Hip fractures represent a major health burden, reducing life expectancy in older adults by approximately 25% compared with age-matched controls [1]. Early post-operative mortality is a key outcome, with reported 30-day mortality rates ranging from 6.0% to 12.0% [2,3], and up to one-third of patients dying within the 1st post-operative year [3]. Surgery is usually justified because it relieves pain and facilitates early mobilisation, even in medically fragile individuals [2]. However, given the high mortality risk, non-operative management may be a reasonable alternative in selected frail elderly patients when the likelihood of post-operative death appears substantial [2,4]. In addition, some local hospitals may recommend transferring to higher-level facilities when serious post-operative complications are anticipated. However, commonly used mortality prediction tools such as the Nottingham Hip Fracture Score, ASA Physical Status Classification, and the Charlson Comorbidity Index demonstrate only moderate predictive ability [1,2,5]. Criticisms of these tools include (1) their reliance on a limited subset of comorbidities or laboratory parameters, which may fail to capture real-world multimodal clinical information, and (2) dependence on International Classification of Diseases, 10th Revision coding, which may not capture the recent condition and severity of chronic disease in ageing populations [4,6,7]. A broader range of current pre-operative data may therefore be necessary – similar to the integrative process used in routine clinical practice.
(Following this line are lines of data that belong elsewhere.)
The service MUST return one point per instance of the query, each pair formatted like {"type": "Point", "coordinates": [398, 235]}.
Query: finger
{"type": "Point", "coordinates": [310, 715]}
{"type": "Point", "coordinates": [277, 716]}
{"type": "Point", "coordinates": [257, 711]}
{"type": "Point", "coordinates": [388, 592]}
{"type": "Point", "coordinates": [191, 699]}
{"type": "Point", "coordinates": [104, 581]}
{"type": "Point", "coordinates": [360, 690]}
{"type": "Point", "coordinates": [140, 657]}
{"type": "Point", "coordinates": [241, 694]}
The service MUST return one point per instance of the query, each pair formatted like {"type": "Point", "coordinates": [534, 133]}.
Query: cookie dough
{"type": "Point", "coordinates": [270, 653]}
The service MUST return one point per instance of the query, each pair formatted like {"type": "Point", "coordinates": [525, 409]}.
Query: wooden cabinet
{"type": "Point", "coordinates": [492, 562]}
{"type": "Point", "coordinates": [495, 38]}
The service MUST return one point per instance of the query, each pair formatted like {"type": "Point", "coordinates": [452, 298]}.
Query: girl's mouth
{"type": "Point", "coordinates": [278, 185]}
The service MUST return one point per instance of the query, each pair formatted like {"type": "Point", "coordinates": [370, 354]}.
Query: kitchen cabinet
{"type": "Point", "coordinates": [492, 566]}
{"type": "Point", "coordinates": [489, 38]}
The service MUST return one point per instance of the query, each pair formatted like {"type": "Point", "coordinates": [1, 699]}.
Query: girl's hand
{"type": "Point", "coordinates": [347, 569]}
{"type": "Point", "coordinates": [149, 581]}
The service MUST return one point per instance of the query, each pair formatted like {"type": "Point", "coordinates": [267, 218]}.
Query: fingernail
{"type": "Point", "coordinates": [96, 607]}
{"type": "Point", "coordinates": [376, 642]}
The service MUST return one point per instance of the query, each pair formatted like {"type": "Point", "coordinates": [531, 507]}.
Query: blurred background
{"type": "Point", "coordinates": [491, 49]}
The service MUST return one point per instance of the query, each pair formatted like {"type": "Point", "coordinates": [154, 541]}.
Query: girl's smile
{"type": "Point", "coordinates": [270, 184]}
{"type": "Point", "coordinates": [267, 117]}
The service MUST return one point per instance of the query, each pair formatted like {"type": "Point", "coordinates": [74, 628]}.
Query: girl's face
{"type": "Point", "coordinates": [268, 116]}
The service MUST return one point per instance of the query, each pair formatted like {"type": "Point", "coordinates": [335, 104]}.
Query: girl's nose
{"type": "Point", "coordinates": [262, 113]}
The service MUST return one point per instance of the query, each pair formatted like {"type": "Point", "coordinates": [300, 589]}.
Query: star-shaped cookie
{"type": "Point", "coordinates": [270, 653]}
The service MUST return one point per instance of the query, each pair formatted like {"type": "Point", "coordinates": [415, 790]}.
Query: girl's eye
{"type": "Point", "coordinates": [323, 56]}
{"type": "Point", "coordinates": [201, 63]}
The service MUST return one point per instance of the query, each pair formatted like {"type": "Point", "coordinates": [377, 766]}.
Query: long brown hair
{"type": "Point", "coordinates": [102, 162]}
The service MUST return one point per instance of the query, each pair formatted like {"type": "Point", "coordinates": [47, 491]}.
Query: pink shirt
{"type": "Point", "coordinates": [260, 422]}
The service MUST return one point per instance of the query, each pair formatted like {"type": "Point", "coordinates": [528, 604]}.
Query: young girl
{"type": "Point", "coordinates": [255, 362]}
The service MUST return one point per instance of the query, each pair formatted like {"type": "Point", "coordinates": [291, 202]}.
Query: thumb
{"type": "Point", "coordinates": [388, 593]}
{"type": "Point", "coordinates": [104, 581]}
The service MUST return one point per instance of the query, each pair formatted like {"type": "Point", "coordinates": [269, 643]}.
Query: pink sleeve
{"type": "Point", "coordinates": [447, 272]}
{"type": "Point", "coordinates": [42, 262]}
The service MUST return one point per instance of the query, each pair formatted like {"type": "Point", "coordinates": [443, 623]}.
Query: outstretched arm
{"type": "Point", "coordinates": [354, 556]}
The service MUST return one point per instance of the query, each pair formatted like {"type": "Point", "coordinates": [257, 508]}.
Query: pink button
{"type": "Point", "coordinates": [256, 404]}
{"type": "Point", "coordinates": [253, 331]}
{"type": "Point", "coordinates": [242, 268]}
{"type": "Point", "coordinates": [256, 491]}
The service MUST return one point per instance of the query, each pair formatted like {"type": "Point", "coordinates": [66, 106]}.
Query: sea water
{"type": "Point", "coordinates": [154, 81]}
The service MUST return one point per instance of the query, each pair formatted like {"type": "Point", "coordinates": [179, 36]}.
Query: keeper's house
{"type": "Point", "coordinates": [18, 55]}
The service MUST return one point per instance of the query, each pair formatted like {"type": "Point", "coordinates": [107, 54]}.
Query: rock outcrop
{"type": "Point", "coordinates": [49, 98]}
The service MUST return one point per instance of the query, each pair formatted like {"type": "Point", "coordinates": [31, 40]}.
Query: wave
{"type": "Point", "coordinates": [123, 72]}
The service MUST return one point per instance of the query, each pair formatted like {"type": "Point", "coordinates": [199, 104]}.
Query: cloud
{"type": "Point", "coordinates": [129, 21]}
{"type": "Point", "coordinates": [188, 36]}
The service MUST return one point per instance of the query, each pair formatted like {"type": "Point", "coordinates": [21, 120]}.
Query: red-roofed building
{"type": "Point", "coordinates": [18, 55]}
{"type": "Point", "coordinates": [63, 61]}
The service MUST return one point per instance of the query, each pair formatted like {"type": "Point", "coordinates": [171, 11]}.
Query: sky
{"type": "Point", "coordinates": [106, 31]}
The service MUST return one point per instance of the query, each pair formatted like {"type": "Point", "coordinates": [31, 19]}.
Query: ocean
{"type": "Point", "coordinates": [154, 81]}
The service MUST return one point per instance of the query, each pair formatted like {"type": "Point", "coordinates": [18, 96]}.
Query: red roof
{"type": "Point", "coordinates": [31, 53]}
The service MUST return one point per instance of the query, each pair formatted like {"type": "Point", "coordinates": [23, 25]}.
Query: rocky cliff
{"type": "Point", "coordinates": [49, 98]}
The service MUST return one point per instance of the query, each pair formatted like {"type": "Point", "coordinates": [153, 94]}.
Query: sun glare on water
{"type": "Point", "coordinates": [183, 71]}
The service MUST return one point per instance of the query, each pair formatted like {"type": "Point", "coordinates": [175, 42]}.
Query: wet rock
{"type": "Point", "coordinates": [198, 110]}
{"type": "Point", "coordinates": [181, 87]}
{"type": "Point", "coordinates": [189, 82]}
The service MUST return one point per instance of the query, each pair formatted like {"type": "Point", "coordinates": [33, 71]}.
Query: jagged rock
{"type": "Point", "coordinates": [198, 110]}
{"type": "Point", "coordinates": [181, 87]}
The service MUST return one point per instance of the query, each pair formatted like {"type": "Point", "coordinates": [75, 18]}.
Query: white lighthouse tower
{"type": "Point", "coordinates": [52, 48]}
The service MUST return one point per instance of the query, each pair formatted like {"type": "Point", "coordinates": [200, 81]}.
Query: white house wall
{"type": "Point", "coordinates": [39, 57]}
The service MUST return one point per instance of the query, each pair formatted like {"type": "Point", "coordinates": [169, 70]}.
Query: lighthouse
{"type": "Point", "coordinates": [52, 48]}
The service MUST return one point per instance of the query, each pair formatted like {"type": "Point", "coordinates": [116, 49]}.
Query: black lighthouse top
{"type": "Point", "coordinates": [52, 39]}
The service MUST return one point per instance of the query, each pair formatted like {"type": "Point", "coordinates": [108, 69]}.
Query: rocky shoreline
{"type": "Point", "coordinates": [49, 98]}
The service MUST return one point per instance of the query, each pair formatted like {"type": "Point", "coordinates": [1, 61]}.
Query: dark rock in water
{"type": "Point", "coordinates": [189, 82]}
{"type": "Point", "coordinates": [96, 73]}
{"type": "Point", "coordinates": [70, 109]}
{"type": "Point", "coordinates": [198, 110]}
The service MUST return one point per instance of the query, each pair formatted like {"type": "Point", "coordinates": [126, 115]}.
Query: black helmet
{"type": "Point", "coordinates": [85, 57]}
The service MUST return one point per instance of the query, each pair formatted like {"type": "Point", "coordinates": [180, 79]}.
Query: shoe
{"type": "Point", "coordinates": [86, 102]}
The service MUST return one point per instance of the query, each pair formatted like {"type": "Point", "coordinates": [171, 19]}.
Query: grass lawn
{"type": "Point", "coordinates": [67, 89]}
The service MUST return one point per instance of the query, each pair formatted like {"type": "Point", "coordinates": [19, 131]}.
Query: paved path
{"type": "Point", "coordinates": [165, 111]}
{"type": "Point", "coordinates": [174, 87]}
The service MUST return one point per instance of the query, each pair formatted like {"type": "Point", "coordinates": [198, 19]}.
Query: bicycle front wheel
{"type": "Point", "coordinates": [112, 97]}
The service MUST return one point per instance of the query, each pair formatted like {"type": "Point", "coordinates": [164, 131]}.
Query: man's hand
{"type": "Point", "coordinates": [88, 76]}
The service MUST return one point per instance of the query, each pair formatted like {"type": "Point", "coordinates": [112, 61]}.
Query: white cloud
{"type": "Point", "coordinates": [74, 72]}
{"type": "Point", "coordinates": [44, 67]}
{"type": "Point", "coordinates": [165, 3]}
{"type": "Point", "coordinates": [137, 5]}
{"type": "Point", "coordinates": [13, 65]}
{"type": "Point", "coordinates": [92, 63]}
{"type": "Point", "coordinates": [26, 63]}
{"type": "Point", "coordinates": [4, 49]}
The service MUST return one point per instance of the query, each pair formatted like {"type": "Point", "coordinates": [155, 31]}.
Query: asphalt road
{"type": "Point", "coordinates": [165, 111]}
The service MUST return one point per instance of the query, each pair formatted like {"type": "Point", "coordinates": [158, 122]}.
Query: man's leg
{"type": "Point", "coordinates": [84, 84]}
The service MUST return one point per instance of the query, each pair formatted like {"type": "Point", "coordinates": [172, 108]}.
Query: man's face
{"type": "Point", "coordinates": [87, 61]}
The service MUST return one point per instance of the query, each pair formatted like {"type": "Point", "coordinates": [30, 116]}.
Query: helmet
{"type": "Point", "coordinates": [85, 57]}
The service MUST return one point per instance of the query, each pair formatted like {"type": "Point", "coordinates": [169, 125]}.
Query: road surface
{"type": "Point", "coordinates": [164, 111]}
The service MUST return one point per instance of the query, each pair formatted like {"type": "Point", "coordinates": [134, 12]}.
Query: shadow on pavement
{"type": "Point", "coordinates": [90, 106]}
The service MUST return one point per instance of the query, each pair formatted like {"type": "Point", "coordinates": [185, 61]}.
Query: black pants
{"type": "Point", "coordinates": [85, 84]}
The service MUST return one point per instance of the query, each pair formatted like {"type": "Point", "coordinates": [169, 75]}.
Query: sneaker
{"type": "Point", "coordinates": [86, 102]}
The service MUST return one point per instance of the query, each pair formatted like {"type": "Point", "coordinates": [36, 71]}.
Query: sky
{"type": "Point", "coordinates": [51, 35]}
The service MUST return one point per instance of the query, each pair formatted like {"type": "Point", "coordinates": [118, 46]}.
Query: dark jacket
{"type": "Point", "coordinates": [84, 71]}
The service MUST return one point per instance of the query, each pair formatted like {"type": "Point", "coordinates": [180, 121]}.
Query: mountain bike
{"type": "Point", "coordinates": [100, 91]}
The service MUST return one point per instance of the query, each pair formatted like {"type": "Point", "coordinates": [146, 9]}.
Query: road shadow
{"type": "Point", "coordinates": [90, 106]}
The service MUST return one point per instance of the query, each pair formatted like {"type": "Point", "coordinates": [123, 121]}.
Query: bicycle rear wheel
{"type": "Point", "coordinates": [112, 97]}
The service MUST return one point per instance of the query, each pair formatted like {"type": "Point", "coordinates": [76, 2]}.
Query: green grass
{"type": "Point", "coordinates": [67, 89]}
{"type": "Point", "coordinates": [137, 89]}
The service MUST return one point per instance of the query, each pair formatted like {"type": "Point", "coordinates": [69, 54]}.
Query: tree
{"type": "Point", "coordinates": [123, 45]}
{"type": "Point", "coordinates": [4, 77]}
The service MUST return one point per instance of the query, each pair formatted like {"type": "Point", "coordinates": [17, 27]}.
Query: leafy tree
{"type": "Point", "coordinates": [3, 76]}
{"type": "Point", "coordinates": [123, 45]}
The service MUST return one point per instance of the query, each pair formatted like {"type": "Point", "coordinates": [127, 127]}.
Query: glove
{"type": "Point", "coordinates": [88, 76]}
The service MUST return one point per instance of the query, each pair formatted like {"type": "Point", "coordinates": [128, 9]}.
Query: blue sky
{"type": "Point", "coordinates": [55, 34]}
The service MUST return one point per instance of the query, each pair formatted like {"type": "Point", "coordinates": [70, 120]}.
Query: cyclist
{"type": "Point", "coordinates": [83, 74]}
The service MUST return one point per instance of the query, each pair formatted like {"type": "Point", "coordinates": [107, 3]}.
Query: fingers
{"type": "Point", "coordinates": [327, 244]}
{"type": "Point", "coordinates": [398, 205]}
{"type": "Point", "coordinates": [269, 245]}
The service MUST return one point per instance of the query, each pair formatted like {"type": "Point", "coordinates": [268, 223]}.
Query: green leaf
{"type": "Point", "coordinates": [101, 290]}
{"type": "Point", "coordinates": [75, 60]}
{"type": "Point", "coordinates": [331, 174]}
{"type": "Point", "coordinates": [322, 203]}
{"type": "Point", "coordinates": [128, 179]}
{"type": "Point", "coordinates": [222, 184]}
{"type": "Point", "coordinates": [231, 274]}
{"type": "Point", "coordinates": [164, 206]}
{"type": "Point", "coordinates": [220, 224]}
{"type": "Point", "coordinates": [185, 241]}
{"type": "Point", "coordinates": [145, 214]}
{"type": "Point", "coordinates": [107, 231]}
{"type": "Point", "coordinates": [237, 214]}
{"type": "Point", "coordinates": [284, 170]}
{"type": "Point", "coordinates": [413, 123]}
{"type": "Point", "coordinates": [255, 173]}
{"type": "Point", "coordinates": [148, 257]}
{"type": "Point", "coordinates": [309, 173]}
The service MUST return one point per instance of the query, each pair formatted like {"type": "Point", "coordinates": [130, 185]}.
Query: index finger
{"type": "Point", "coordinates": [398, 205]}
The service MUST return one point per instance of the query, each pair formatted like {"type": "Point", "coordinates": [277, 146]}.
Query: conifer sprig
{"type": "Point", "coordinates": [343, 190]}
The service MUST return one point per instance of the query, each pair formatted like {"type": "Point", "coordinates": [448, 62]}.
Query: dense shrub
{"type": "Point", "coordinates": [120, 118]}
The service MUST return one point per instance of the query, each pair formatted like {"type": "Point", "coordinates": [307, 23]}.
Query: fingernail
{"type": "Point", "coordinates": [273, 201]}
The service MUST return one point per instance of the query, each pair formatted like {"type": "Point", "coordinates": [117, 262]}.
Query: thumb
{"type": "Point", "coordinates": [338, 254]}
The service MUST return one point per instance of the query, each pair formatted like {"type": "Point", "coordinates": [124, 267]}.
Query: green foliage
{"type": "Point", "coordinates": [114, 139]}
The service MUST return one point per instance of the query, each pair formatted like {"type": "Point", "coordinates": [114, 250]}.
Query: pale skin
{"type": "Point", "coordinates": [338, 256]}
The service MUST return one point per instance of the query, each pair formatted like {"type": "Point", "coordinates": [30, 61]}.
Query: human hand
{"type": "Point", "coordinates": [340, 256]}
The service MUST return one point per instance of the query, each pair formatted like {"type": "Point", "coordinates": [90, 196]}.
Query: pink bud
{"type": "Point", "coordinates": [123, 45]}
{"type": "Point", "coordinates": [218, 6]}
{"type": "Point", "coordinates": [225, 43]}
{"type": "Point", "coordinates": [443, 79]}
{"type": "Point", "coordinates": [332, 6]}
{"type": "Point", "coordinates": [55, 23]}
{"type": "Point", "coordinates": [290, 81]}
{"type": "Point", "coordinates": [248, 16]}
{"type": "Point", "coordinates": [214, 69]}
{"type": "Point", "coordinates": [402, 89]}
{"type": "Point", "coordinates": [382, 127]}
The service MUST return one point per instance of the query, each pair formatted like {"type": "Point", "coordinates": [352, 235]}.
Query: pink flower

ChatGPT (Generative Pre-Training Transformer; OpenAI) is a widely used artificial intelligence (AI) tool capable of synthesising complex information and responding to questions in real time [8,9]. The newest version, ChatGPT-5, demonstrates improved performance in combined image-text reasoning tasks in medicine, including radiology and oncology, and has outperformed GPT-4o in several clinical applications [10]. In addition, ChatGPT incorporates optical character recognition (OCR), enabling the extraction of linguistic information from medical images; however, its usefulness in medical data processing has not yet been fully evaluated [11]. If generative AI can appropriately integrate multiple pre-operative variables within a unified analytical framework, it may provide a new way to process complex clinical information in frail elderly patients. Therefore, this exploratory study aimed to (i) evaluate whether ChatGPT can provide clinically interpretable insights and (ii) assess the reproducibility of the generated outputs across two repeated evaluations. We further explored whether this framework yields clinically interpretable stratification patterns between survivors and non-survivors at 2 months postoperatively. This study does not address operative versus non-operative decision-making, because the dataset included only surgically treated patients.
Data source:
Patients with pertrochanteric fractures treated between January 2018 and April 2024 at two Kobe University-affiliated hospitals were retrospectively reviewed. Exclusion criteria were (1) conservative (non-operative) treatment, including extremely high-risk patients deemed unsuitable for surgery, and (2) high-energy trauma or pathological fractures, to avoid confounding effects on mortality. Ethics approval was obtained for the use of anonymised clinical data processed with ChatGPT, and the requirement for individual informed consent was waived by the institutional review board on June 17, 2025 (approval number: 2025-057). Study information was posted on the hospital website. All procedures followed the Japanese Ministry of Health, Labour and Welfare 2024 guidelines on AI-based use of clinical data.
Pre-operative data collection:
Routine preoperative evaluation included blood tests, an electrocardiogram (ECG), and an echocardiography. Laboratory data, cardiac reports, and medication lists were captured from the electronic medical record as de-identified screenshots. Demographic variables recorded were sex, age, body weight, and height (these items are not considered confidential under national AI guidelines).
ChatGPT analysis:
Data-sharing settings were configured to ensure uploaded content was not retained for third-party reuse. Image sets were attached to ChatGPT (GPT-4o and GPT-5). The identical prompts and data inputs were applied to each model twice, at least 1 week apart, with memory disabled to prevent previous outputs from influencing later sessions. To minimise variability, each analysis was performed in a new session with memory disabled (Fig. 1).

Figure 1: Schematic illustration of the ChatGPT analysis workflow. A predefined prompt was entered into ChatGPT together with manually entered demographic variables (sex, age, body weight, and height) and screenshot images of laboratory results, cardiac reports, and current medications.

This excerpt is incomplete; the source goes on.